Avec courage et détermination, certains arrivent cependant à s’en sortir. C’est le cas d’une trentaine d’anciens enfants soldats qui, grâce à l’appui d’associations de la localité de Bukavu, poursuivent avec enthousiasme des études supérieures. Pour eux, passer de la kalachnikov au crayon à bille n’est pas sans difficulté. Aganze, étudiant, a été soldat pendant trois ans dans quatre groupes armés: «le Bureau pour le volontariat au service de l’éducation et de la santé m’a démobilisé en 2003, lorsque des caches d’armes ont été découvertes dans la ville. Il m’a gardé pendant 3 mois dans son centre de transit et d’orientation avant de me faire inscrire en 4ème humanités pédagogiques à l’Institut Hodari» témoigne-t-il.
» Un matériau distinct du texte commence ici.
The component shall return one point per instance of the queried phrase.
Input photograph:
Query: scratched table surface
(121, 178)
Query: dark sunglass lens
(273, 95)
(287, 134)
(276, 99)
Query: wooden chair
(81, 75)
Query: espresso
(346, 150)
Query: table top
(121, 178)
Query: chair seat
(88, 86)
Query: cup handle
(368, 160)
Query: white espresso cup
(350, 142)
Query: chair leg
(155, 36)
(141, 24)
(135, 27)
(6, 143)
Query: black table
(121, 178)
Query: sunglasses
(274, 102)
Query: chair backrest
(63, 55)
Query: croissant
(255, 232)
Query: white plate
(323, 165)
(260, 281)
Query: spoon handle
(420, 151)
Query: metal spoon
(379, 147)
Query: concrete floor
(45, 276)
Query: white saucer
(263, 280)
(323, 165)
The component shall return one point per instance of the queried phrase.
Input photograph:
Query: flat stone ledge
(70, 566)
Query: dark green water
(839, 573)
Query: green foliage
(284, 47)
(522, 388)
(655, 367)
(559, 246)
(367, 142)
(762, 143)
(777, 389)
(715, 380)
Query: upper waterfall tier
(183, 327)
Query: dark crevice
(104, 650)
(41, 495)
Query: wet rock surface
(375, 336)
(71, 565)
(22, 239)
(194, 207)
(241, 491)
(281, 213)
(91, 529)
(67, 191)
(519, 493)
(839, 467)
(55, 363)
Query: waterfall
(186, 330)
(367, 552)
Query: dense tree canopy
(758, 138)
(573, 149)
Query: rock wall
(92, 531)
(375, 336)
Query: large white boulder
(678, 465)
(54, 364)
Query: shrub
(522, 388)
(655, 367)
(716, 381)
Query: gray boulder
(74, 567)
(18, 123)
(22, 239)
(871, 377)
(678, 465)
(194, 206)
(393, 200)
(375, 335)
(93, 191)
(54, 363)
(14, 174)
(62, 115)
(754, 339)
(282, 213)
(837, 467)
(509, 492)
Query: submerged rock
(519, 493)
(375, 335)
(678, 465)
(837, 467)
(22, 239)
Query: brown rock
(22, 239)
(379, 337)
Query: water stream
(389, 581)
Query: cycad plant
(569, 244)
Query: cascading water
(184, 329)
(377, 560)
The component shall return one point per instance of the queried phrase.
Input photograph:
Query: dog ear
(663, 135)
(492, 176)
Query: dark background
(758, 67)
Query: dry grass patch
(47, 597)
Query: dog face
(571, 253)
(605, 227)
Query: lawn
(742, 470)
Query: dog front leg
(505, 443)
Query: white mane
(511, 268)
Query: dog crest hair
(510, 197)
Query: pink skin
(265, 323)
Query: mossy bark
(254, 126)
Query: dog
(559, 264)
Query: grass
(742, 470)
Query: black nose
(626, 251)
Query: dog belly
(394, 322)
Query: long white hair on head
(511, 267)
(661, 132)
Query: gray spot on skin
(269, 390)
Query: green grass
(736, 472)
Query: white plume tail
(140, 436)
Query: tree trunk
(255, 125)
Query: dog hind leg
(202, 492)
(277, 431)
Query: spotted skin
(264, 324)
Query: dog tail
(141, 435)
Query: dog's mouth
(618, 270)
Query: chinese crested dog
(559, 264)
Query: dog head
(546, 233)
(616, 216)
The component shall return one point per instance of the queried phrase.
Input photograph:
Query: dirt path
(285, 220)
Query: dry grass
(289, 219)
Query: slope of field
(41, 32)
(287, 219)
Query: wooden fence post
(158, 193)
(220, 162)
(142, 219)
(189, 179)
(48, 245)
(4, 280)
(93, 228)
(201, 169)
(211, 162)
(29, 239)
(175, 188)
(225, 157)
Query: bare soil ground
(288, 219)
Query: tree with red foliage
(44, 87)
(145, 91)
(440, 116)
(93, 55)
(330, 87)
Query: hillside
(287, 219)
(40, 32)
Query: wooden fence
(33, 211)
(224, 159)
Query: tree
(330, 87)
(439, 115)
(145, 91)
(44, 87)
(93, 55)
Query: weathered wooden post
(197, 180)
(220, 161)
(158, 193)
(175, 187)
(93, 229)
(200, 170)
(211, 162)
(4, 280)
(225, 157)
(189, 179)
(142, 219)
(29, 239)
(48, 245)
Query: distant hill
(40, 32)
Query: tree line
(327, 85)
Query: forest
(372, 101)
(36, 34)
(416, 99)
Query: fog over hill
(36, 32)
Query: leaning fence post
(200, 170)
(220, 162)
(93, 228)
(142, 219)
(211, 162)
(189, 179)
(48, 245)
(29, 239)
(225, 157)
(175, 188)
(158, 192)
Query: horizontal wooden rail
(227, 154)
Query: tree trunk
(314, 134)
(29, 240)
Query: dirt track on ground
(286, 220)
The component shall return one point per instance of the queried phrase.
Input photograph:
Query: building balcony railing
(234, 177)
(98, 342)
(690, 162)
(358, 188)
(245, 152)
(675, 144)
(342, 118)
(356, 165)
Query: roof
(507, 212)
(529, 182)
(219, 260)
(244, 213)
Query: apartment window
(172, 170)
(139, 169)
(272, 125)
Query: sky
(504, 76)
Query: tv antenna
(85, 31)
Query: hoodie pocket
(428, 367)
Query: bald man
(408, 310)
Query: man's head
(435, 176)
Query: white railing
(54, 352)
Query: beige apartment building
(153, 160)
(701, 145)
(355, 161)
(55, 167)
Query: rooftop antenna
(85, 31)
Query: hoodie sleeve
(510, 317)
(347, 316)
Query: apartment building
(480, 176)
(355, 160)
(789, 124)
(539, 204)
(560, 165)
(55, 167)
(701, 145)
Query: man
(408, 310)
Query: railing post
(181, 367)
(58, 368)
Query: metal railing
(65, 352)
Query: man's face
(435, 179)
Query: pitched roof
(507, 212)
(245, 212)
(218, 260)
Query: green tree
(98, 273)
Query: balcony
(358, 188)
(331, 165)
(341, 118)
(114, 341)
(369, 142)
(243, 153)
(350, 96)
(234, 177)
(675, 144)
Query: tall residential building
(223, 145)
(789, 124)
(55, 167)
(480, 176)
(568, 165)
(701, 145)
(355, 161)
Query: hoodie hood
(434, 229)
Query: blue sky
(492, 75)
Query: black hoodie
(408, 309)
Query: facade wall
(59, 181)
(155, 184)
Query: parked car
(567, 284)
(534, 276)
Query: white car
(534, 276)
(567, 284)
Son camarade Papy Miruho a été démobilisé en 2004, après s’être volontairement engagé en 2000 dans la rébellion du Rassemblement congolais pour la démocratie RCD pour, dit-il, venger sa famille pillée par les combattants hutus des Forces démocratiques de libération du Rwanda (FDLR). «Je fais les sciences politiques pour devenir un cadre de ce pays», rêve-t-il. S’il regrette les souffrances endurées dans ces divers groupes armés, ses années militaires lui ont cependant forgé le courage et l’endurance: «Les bleusailles (le bizutage des nouveaux étudiants, Ndlr) étaient pour moi un petit jeu à côté de ce que j’avais vécu. Je parcourais des centaines de kilomètres à pied. Beaucoup de mes collègues sont morts au front». L’assiduité et la détermination de ces anciens enfants soldats forcent l’admiration des enseignants de l’Institut supérieur pédagogique dont les statistiques révèlent que 70% ratent la première année à l’université. Mais leur persévérance finit par payer.

 

L’espoir renaît

Si ce n’est pas l’encadrement dans un établissement d’enseignement supérieur, c’est souvent par des initiatives individuelles que les ex-enfants soldats arrivent à retrouver une place dans la société, en suivant une formation à un métier par exemple. Qui mieux qu’un ancien enfant soldat peut comprendre le drame de ces enfants. Nizeyimana Seleman, enfant soldat (kadogo) lors du génocide rwandais de 1994, a créé un centre de formation aux métiers, destiné aux enfants qui ont vécu le même sort que lui. Grâce à lui, 80 anciens enfants de la rue et ex-soldats apprennent la soudure, l’électricité et la couture et plus de 300 lauréats du centre travaillent et gagnent leur vie du métier qu’ils ont appris. Les jeunes lui sont reconnaissants, comme Omar, jeune soudeur de Kayonza, ancien enfant soldat devenu ensuite enfant de la rue: «Seleman m’a forgé et a fait ce que je suis aujourd’hui. Il m’a recueilli et initié aux divers métiers. Maintenant, je gagne ma vie et prends en charge mes deux petits frères». Seleman est non seulement convaincu d’avoir fait le bon choix mais la réussite des enfants l’encourage à poursuivre son engagement.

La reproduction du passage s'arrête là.